For six years I have been on the road circling the globe in search of what, I ask myself. Have I really been searching for something, someplace or have I just been wandering for the sake of wandering. This is the question most of my friends ask me…why are you doing this, how can you do this, what is the end game. And these are all valid questions that I don’t have a ready answer for. When I started out I just wanted to find a new, different, interesting, low cost place to live. I was going to be a typical expat…find the perfect place, settle down, duplicate some form of my previous life and that would be that.
However, It was not in my makeup to settle in one place…I wanted more. Of course, I could not and can not define what the more is…more different, more exotic, more perfect, more of the world…”more” is one of those ephemeral notions so hard to define. So I started to wander from one expat haven to another…Ecuador, Mexico, Thailand, Turkey, Sri Lanka…with many stops in between. Always looking for “the perfect spot”
When I left Myanmar in the spring I headed to southern Turkey…Fethiye…to live on the coast and experience living by the sea. It is quite a lovely little town with a scenic harbor set in a sheltering bay and I thought this could be it “the place”. This could be a place to settle in for a while make some new friends, get a nice apartment and build a life. It is an easy life here by the sea and surrounded by the Taurus mountains. The highest peak in the region is 3016 m and when I arrived at the end of February the mountains were still snowcapped while the lower elevations were filled with roses, orange blossoms and spring blooms . All around the skirts of these mountains valley’s, deep clefts and canyons hollowed out by rivers flowing to the sea line the coast. Some of the most beautiful of these valleys, such as Butterfly Valley, are only accessible by the sea.
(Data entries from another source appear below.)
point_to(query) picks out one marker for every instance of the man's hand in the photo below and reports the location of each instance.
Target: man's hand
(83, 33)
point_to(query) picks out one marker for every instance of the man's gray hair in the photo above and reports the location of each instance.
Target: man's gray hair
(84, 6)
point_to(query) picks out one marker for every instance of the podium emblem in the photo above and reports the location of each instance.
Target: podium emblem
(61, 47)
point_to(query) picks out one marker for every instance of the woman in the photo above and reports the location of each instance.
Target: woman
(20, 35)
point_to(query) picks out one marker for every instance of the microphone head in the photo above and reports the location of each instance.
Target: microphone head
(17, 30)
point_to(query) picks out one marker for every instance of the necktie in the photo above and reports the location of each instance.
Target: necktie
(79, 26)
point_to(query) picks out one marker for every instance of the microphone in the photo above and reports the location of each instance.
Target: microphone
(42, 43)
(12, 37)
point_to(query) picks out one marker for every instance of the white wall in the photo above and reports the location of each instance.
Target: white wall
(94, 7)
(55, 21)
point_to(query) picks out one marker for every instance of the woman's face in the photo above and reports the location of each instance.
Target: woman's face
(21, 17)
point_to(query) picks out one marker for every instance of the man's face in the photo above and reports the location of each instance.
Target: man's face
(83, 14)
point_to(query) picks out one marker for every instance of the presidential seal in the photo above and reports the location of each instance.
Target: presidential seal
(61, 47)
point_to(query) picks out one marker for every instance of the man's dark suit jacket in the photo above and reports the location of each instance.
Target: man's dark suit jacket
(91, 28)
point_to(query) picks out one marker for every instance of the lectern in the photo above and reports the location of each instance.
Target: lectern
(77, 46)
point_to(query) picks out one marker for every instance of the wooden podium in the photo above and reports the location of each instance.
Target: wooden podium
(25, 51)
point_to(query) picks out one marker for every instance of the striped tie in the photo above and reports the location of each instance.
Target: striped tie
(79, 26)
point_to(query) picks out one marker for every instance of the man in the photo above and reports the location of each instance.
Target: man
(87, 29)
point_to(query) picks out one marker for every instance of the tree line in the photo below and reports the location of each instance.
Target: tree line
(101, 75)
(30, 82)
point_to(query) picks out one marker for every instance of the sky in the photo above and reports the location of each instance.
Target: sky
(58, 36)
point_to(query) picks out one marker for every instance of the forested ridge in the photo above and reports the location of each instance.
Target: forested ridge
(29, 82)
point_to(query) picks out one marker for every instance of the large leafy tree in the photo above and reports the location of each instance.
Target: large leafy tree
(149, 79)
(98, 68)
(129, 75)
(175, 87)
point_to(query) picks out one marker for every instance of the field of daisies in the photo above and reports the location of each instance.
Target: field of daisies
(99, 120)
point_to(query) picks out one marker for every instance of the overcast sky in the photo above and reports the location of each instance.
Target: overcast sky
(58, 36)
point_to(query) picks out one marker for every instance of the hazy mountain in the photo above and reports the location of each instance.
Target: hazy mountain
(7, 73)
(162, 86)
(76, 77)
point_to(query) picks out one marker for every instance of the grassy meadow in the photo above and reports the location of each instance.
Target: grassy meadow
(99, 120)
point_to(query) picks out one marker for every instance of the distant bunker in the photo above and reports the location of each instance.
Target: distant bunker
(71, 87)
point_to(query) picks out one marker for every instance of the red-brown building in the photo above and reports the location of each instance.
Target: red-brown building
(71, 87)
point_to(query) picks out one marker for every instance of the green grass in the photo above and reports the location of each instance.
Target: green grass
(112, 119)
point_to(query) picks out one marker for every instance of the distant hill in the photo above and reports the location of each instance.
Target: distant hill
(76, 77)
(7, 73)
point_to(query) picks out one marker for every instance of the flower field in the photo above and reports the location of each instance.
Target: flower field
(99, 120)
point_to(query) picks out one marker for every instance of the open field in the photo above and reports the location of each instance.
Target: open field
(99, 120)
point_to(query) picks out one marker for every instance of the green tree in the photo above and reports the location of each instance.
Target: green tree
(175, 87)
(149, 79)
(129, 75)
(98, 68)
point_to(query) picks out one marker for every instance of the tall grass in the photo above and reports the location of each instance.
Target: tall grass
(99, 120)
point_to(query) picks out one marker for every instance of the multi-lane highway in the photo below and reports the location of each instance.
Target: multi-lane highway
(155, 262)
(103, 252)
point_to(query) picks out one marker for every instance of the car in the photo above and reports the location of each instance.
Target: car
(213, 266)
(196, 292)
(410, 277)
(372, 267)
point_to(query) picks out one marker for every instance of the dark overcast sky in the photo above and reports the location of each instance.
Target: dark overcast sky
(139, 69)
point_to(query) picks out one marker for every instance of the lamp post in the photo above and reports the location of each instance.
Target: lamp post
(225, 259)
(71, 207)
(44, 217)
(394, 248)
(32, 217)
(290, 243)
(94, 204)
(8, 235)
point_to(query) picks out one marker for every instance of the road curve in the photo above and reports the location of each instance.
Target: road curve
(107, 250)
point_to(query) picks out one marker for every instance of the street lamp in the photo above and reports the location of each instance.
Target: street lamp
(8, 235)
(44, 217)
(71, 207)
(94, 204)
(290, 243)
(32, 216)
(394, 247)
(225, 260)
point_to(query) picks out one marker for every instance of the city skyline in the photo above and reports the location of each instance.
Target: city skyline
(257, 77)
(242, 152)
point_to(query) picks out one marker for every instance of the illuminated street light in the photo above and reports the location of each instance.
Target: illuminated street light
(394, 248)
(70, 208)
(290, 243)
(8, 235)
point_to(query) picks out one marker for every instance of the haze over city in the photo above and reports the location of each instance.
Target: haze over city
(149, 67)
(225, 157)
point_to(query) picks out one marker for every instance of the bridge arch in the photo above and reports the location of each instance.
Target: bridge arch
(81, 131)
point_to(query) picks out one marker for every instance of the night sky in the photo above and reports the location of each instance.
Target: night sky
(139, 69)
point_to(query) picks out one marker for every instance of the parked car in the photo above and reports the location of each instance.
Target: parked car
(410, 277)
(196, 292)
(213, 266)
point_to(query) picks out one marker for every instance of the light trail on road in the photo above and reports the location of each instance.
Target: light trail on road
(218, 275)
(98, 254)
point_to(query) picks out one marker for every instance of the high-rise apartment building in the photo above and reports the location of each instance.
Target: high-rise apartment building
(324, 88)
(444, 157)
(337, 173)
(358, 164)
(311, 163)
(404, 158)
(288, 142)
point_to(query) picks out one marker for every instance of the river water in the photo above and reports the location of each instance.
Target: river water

In between the mountains, sea and valleys you have small fertile plains where Turkish farmers grow every fruit and vegetable imaginable….except celery. For some reason it is not part of the turkish diet and I have looked high and low at the markets but there is no celery to be found, The farmers markets are a delight to shop in. For the most part we shop with the growing seasons except for tomatoes, lettuce and cucumbers which are staples of the Turkish diet and are grown under glass during the cold months. Turkey because of its mild climate and almost constant sunshine is the major supplier of tomatoes to Europe and Russia. Along the highways in the south you will often see greenhouses for miles all filled with perfect tomatoes waiting to be harvested and shipped. Aside from the variety and superb quality of the produce I am bowled over by the low prices…huge cauliflower or broccolis for 2.50 or 3.00 TL (.080 or 1.00 $), tomatoes 1.5 TL per kilo (0.50 $), oranges for juice 1TL for a kilo (0.35 $) I go to the market and buy 3 kilo of orange every week so I have fresh juice every day and plenty of tomatoes and lettuce for big salads…always a treat. I never know what will be this weeks “in season” produce…strawberries, , peaches, blackberries, apricots, figs but I can’t wait to find out and give each one a try.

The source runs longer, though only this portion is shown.